Friday, 30 October 2009

YOOOOOO

had a good skate in the light tonight for all of 30 minutes,
i wish i was as rad as this motherfucker !!!!!

peaceee

AMAZING !

this blog is immense and id like to contribute this pile of shit

JAMIE'S WEEKLY HAIR AND COSMETICS NEWS.

Jamie aka jamie granthm bellend burton or newly known as lassy (story coming soon as of why)has another new haircut! its basically the same but his split ends have gone bah to his hours on record of constant straightening. not much to post really it still looks tremendously homoified (yes thats a word pronounced HO-MO-I-FIED) send a letter to oxford dictionary theyve got my back. hold tight oxford back en da endz.

-------------------------------------------------------------------------------------

done with the gay bender news heres some skate board shit. something like a phenomenon!




probably the sickest part out and its older than i am!
wooooooaaahhhhhhh`

Thursday, 29 October 2009

BIG NEWS

Recently i have found that barracuda, yes the shitty night club in derby near shake out and strand arcade. well evidently smells horrifically like vagina! not the nice kind!


eeeuuuurrrgggggggghhhhhhhhhhhhhh

some real comedy :)


http://www.youtube.com/watch?v=gzV6fpSnkh0

I have something new to post finally

Due to the actual fact my life isnt very eventful, recently it has been and of what i thought would be easy to manage and would be updated promptly (aka the blog) loadsa shit happened (good and bad) and i didnt have time too. also i only know of 2 people who have seen the blog.
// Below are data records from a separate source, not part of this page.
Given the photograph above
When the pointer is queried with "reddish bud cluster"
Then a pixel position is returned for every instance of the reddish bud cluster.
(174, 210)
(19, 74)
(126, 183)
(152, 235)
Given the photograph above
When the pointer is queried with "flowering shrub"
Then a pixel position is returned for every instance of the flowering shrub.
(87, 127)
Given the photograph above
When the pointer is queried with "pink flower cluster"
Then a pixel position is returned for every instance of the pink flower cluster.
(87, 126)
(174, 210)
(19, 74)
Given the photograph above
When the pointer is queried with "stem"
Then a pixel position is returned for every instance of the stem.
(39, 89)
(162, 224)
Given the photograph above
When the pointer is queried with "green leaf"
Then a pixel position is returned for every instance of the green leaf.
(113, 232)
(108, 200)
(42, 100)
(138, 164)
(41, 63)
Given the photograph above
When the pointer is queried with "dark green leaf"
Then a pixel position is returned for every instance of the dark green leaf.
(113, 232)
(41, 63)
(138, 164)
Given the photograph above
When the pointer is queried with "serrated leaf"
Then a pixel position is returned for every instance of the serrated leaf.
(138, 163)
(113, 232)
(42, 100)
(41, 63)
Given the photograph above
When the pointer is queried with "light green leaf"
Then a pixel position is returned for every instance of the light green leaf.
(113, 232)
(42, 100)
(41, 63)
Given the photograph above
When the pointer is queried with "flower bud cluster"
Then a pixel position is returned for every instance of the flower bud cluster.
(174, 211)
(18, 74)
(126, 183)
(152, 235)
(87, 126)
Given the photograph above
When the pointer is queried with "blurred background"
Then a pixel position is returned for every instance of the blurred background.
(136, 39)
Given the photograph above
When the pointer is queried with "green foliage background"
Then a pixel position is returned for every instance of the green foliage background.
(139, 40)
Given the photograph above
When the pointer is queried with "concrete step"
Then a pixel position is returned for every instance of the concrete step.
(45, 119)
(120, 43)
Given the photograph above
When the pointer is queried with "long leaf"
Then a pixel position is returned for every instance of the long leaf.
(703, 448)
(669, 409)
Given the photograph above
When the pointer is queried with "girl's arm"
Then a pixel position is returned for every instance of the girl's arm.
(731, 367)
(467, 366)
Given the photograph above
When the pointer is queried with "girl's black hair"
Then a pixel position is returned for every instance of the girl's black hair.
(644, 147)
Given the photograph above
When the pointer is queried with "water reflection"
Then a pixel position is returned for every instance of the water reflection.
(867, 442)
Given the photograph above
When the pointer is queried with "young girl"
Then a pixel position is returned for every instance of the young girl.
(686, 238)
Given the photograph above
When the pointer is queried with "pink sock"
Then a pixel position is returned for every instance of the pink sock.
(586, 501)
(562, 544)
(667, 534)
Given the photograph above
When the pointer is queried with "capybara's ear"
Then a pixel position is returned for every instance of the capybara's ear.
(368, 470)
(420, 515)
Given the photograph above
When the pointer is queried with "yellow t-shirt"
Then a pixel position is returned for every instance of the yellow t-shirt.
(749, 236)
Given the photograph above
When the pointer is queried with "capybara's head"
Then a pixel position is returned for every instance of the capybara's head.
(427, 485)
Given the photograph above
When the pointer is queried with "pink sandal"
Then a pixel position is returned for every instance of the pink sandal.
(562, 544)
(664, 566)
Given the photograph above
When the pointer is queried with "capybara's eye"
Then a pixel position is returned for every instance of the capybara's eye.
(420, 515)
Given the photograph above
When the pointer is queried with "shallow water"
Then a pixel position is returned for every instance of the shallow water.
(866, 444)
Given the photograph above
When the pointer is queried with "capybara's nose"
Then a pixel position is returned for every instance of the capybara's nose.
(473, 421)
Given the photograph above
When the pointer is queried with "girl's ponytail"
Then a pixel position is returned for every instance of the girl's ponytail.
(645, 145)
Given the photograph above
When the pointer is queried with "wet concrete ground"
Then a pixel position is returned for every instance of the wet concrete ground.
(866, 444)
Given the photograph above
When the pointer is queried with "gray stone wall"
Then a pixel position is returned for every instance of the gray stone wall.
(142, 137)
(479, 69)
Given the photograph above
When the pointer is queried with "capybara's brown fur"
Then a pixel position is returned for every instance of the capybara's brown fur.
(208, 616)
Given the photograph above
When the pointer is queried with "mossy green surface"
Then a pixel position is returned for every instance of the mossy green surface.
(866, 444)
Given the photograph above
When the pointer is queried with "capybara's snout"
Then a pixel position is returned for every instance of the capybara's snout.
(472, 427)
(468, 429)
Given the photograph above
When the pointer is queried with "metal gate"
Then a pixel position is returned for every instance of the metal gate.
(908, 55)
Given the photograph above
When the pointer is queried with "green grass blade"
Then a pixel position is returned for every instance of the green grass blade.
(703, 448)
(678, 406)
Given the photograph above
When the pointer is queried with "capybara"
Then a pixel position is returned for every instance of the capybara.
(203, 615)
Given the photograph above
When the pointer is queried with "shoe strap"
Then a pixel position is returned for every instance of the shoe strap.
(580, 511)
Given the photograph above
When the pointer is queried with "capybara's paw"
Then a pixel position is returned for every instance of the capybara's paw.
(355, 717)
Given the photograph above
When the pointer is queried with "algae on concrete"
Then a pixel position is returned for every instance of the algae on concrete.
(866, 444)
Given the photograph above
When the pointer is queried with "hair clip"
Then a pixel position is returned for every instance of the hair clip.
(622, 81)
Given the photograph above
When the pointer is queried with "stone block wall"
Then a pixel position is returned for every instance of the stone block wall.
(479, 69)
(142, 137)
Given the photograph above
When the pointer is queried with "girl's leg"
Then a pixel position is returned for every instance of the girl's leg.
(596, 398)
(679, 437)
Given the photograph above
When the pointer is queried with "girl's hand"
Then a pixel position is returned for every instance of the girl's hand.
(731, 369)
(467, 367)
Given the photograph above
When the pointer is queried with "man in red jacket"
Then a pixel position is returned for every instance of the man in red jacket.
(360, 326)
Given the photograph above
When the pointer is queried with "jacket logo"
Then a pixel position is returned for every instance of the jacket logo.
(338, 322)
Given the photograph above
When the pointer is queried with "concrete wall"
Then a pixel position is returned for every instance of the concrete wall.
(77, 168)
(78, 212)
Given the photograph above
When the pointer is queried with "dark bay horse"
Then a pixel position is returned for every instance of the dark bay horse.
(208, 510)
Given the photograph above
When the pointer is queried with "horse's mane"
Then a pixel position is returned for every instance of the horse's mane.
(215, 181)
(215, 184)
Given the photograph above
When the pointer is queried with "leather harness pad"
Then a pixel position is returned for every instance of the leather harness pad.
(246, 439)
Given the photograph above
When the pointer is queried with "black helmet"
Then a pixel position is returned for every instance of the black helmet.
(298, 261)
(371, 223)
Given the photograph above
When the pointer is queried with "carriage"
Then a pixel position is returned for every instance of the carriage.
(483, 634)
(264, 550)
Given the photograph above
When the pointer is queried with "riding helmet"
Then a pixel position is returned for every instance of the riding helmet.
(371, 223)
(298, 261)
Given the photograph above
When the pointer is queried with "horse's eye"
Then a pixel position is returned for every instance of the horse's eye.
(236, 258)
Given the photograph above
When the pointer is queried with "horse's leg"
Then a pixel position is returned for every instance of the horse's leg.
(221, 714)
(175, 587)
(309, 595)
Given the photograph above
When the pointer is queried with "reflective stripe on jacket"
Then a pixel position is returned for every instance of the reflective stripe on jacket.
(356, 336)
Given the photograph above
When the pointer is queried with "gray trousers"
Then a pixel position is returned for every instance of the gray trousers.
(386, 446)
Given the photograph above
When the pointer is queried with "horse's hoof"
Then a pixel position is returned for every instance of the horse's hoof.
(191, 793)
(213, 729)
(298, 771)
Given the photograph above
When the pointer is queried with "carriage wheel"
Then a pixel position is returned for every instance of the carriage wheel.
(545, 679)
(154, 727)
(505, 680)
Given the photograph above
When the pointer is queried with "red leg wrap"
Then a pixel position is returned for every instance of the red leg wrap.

YAY! popularity was never my nature. and another reason for the lack of posts is i forgot my password. also other users are coming soon once i remember to tell them to sign up and what not so to dave the only person who will probably ever read this hello.

oh also tom will be a genuine user also chris popp. i havent really decided if jamie is cool enough for this kinda stuff. by cool i actually mean straight (sexuality wise) i mean we cant be having ads posted for hair products on here can we?


happy spacking fuckers.

Monday, 21 September 2009

will smith can put marbles in my bum and nostrels any day

His funky shirts harden me

the shitting birth of another oh so similar blog, hopefully to live a long life.

The words coming to your eyes (if you arent visually impeared) from binch.
other users on this blog, i was just bored enough to make it and havent contacted them night night muff munchers.